Of course Tolkien’s work does not reflect our current world like Martin’s work. That statement is similar to stating that the sky is blue. The Lord of the Rings was written during a time where our social norms of today would be looked down upon. For example, the concept of platonic love between two men was known, but rarely (to my knowledge and research) shown in media of any sort. Also, the 50s were still quite conservative compared to what you would see now. (Note: there is absolutely no sex shown in the six books, and kissing was barely described) Whereas Martin’s work is not. Yet, that makes Martin’s work more enjoyable for the “modern” fantasy fan. George R.R. Martin’s work is also awe inspiring because of his pushing of the boundaries of written work. He created a world that shocked many because of the sheer depth of the history and lore. We as readers may never know the full histories of Westeros (unless Mr. Martin decides to write us a textbook on his realm) because the characters themselves don’t even know the truth from fantasy! That in itself is so amazing and oddly easy to relate to because we don’t even know our full histories yet as inhabitants of Earth.
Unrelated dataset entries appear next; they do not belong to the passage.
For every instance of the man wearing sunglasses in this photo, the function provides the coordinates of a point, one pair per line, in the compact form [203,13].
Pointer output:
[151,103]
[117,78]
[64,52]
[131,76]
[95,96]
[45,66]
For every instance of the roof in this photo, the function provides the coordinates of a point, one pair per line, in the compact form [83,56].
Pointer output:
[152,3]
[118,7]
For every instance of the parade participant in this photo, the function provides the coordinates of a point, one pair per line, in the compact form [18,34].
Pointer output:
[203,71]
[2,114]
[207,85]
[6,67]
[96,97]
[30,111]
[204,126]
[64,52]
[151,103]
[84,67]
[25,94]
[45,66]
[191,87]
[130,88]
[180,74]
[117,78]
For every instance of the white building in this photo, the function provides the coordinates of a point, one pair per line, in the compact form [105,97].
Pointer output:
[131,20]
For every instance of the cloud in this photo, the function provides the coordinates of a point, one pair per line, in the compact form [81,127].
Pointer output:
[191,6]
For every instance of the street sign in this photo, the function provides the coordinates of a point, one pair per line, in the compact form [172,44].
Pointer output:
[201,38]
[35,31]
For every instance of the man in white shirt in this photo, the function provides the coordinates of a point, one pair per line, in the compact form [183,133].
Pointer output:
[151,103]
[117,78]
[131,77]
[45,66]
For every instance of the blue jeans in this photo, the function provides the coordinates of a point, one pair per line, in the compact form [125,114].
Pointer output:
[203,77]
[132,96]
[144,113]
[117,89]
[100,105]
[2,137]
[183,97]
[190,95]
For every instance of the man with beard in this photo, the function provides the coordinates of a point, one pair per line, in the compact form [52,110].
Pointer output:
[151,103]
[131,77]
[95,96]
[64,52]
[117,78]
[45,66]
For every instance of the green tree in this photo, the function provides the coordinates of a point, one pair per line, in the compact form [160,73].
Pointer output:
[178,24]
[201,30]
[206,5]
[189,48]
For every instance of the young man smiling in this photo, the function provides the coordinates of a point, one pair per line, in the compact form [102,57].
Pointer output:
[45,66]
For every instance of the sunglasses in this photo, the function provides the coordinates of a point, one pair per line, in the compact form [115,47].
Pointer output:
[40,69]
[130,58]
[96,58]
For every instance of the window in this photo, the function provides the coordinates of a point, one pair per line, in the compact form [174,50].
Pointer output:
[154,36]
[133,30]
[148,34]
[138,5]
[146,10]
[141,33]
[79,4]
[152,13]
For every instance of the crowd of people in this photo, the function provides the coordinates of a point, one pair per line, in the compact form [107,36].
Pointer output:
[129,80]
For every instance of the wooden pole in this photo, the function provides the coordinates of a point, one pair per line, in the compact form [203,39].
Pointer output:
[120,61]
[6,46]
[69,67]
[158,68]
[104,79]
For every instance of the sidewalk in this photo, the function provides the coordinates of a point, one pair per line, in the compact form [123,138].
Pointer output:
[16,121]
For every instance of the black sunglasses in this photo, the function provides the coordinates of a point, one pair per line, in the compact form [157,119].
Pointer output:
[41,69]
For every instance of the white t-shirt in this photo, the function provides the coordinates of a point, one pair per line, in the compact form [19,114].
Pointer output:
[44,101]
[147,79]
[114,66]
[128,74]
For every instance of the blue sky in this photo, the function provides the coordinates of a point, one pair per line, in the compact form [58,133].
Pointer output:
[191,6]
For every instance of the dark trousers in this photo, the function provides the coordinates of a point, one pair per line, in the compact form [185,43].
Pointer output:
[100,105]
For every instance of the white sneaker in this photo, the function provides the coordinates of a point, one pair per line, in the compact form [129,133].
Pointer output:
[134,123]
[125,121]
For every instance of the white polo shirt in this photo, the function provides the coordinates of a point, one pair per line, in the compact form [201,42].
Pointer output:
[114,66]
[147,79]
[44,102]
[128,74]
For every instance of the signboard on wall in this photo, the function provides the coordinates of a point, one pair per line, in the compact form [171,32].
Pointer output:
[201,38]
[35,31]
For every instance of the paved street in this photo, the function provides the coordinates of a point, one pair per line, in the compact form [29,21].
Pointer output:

But I digress before I go all fan-girly here…
Truly, the comparison of Tolkien vs [insert fantasy writer here] has become a topic that has beaten the dead horse bloody. Tolkien was one of the first epic fantasy writers that gained popularity and inspired many of the writers we know and love today to start writing in this genre. Which brings me to the conclusion of why I think the comparison is unfair…
Just think, if Tolkien had never written his books, we wouldn’t have many of these writers now. These books we adore so much, would not be here if Tolkien hadn’t lit the flame of fantasy. He is, after all, known as the “father of modern fantasy” for a reason.